Embracing Winter Driving in Canada
Here are some tips to help you survive, and possibly enjoy, driving in the Canadian winter. To some, driving in winter is like doing the dishes or taking out the trash: it’s something that has to be done, but not everyone enjoys doing it. With snow, ice, fog, cold & wet pavement and the frigid temperatures, driving during the winter months is certainly a challenge. The trick to facing winter head-on is preparation. When you do have to drive in wintry conditions, we want you to be safe. At Pickering Volkswagen, we have prepared a helpful list of winter driving safety tips for you.
Before You Start Driving
- Install a proper set of winter tires specifically designed for these conditions and your Volkswagen. We can help with price specials and advice.
- Check weather and road reports to see what conditions are like. It’s wise to check hours before driving, even the night before, and give yourself extra time; rushing is not an option.
- Don’t drive if you don’t have to. Winter roads can be dangerous. In bad storms, unless it’s a necessity, stay safe and stay home.
- Be properly rested. Nothing is more dangerous than driving while fatigued. You always perform your best when rested, and in winter, ‘careful and attentive’ is the key.
- Keep your gas tank topped-up. Being low on fuel when stuck in traffic causes anxiety and can be dangerous; always be prepared. As well, fuel systems are susceptible to condensation (moisture accumulation is more rapid when your fuel tank is low) and in varying temperatures and this can cause fuel lines to freeze and damage to expensive components. To perform their best, every part of your Volkswagen likes to be run at operating temperature.
- Clean your boots and install VW Winter Mats (we have these too). Too much snow/moisture build-up inside your car can cause issues with defrosting your windows and may even compromise electrical systems. Avoid letting your car warm-up in the driveway – drive slowly and warm-up everything; transmission, brakes, interior and so on, together. Many short drives, without fully warming-up your car, can cause poor performance of your heating and defrosting systems, making it difficult to defrost the interior.
When You’re Driving
- Apply the gas and brakes gently. Sudden inputs of throttle, brakes and even steering can cause a loss of traction. Simply, maintaining ‘grip’ keeps you control. Be smooth – it will save fuel, tires, brakes and give you peace of mind.
- Avoid using cruise control in bad winter weather. Cruise control works best on flat, dry roads. Using cruise control on wet, slippery, bumpy, and/or uneven pavement (or other surfaces) is an accident waiting to happen.

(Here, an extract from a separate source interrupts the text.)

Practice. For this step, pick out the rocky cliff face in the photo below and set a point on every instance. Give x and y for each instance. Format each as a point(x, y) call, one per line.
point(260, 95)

- Clear all your windows and lights; especially at the base of the windshield – this is where your heating system takes in air, and where your wipers rest. Make sure your wipers aren’t frozen before you turn them on. Visibility is reduced in winter. Make sure that you can see, and be seen, while you’re on the roads.
- Always watch where you’re going. This may seem like simple advice, but distractions lead to accidents. Be aware; always ‘sweep’ your mirrors with your eyes. Remember that your vehicle travels forward 27 metres per second at 100km/h. Being aware of what’s around you before you turn or change lanes can help you avoid an object in front of you.
- Keep your distance. Keep back and give yourself a room. Having time to react is the key to preventing a crash. Other drivers might not be paying attention like you are, or can’t see you.
Is Your Car Prepared?
- Prepare an emergency kit. This kit should stay in your car and have useful items and tools. This could include things for your car such as jumper cables, tools, small replacement parts such as bulbs and fuses. Additionally, include items that could help if you are stuck in the cold and dark such as a flashlight, blankets, extra winter clothing, snacks, and a battery charger for your phone, etc.
- Properly inflated tires. If your tires aren’t in good condition and inflated correctly, you will have reduced performance on snowy roads. Tires can lose as much as 2psi for every 10deg drop in temperature. You will find your tires’ recommended pressure in the driver’s door jamb or your car’s owner’s manual.
- Schedule an appointment. Most importantly, you’ll want to make sure your car is working well and your Volkswagen-recommended maintenance schedule is up-to-date. If there are any hidden concerns or issues, major or minor, you want it found and fixed now. Being stranded in the cold can leave you with the ‘winter blahs’ instead of embracing winter in Canada.